On Jan. 18, Turkey’s Ministry of Foreign Affairs issued a press release criticizing the recently published grounds of the decision of the Armenian Constitutional Court on the protocols between Turkey and Armenia.

Below is the full text of the ministry’s press release:

The Constitutional Court of the Republic of Armenia has declared its decision of constitutional conformity on the Protocols between Turkey and Armenia signed on 10 October 2009 with a short statement on 12 January 2010. The Constitutional Court has recently published its grounds of decision. It has been observed that this decision contains preconditions and restrictive provisions which impair the letter and spirit of the Protocols.

The said decision undermines the very reason for negotiating these Protocols as well as their fundamental objective. This approach cannot be accepted on our part.

Turkey, in line with its accustomed allegiance to its international commitments, maintains its adherence to the primary provisions of these Protocols.

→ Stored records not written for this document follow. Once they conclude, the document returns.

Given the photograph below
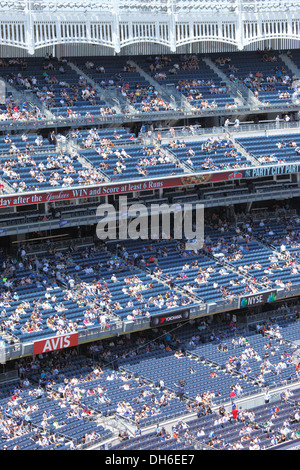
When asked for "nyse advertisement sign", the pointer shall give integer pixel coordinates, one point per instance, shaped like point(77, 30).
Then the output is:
point(257, 299)
point(55, 343)
point(170, 317)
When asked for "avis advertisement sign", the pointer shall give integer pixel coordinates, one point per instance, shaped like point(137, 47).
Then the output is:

We expect the same allegiance from the Armenian Government.

3 Comments

  1. The Armenian constitutional court implicitly ruled that the protocols could not take away Armenian  rights (regarding land and the genocide).  Now, whether that ruling really holds true in the future, we’ll have to see.  But the fact that Turkey objected to this  ruling (and assuming it’s not just “payback” for Armenia’s criticizing Turkey’s precondition of a Karabagh/Artsakh settlement) tends to prove that Turkey felt the protocols DID take away certain Armenian land and genocide rights.  Thus, Armenians who objected to the protocols were essentially correct to be concerned about the protocols effects on Armenian rights.

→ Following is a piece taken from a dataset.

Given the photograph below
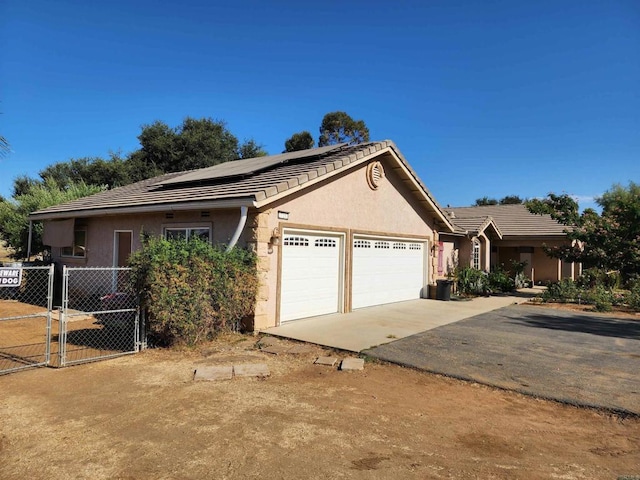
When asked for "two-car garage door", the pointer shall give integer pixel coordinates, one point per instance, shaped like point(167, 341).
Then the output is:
point(384, 270)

    However, since Serge has reportedly declared that Armenia adheres to treaties signed by Soviet authorities (which treaties does this mean, specifically? And when exactly did the Soviet Uni0n come into legal being? ), it is unclear how this fits with the constitutional court’s ruling.

  2. For once the Turkish government is being honest when it says, about the RoA Constitutional Court (CC) opinion, that: “The said decision undermines the very reason for negotiating these Protocols as well as their fundamental objective”!
    Of course it does as the “very reason…as well as the fundamental objective” of the Protocols is the unconditional and total surrender of Armenia as a vanquished nation! The RoA CC, no doubt influenced by the mass opposition to the Protocols by all sections of the worldwide Armenian community, has clarified and narrowly defined the terms of the Protocols in order to limit the potentially grave dangers emanating from them which threaten many aspects of Armenian national interest.
    Not surprising therefore that the Turks are now complaining: “Foul! We don’t like the way you are playing this Protocol game”!

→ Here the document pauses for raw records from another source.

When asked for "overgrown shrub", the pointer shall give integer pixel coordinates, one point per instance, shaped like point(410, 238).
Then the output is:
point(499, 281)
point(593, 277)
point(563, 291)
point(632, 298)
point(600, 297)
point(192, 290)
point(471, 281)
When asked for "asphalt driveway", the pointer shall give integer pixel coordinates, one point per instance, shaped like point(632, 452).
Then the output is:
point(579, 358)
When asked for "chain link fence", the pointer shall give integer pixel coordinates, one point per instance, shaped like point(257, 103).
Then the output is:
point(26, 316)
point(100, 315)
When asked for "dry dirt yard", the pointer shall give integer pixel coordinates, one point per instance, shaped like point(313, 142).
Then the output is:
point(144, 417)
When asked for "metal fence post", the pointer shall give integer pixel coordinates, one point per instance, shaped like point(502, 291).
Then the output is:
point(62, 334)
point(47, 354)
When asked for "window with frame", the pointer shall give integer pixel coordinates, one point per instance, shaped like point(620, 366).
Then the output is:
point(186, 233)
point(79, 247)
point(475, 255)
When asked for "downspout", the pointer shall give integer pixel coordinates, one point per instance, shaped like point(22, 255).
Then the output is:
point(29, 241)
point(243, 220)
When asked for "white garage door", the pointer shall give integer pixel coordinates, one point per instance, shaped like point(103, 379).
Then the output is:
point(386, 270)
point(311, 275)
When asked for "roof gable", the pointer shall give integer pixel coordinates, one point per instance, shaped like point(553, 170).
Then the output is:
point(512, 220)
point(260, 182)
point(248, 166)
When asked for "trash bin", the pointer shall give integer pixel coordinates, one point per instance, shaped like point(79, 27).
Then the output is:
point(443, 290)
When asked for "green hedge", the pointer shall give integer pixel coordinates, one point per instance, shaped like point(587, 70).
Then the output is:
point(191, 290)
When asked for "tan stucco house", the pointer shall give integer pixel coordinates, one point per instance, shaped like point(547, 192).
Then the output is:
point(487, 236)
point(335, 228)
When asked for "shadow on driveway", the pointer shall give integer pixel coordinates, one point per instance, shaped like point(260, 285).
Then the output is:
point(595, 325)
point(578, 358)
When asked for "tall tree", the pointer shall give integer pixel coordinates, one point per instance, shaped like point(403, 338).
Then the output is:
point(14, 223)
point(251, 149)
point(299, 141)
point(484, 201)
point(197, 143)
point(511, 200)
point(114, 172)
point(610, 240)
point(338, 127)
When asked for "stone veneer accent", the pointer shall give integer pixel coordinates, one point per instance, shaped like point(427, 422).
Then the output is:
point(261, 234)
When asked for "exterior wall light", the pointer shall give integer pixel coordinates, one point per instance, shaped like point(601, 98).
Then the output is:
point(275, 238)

  3. Given these typically Turkish, i.e. cheap and easily detectable, political maneuvering with these hastily-cooked protocols, I think the time is nearing that Nagorno-Karabakh (Artsakh) be recognized as an independent entity, first by Armenia, then by Russia, and then by the rest of the international community. I also think that given the fact that Turkey will never change from being a Genocide-denier, fascist state with sick pan-Turkist ambitions, in April of 2010 the U.S. President MUST, as he promised to the world, use the Genocide word in his Annual  Address to the Armenian People, a long-expected word that would adequately characterize the barbarism, humiliation and unspeakable pain that Turks have inflicted upon millions of Armenians, depriving them of their historical homeland in Western Armenia and systematically slaughtering and deporting en masse its inhabitants. Enough is enough!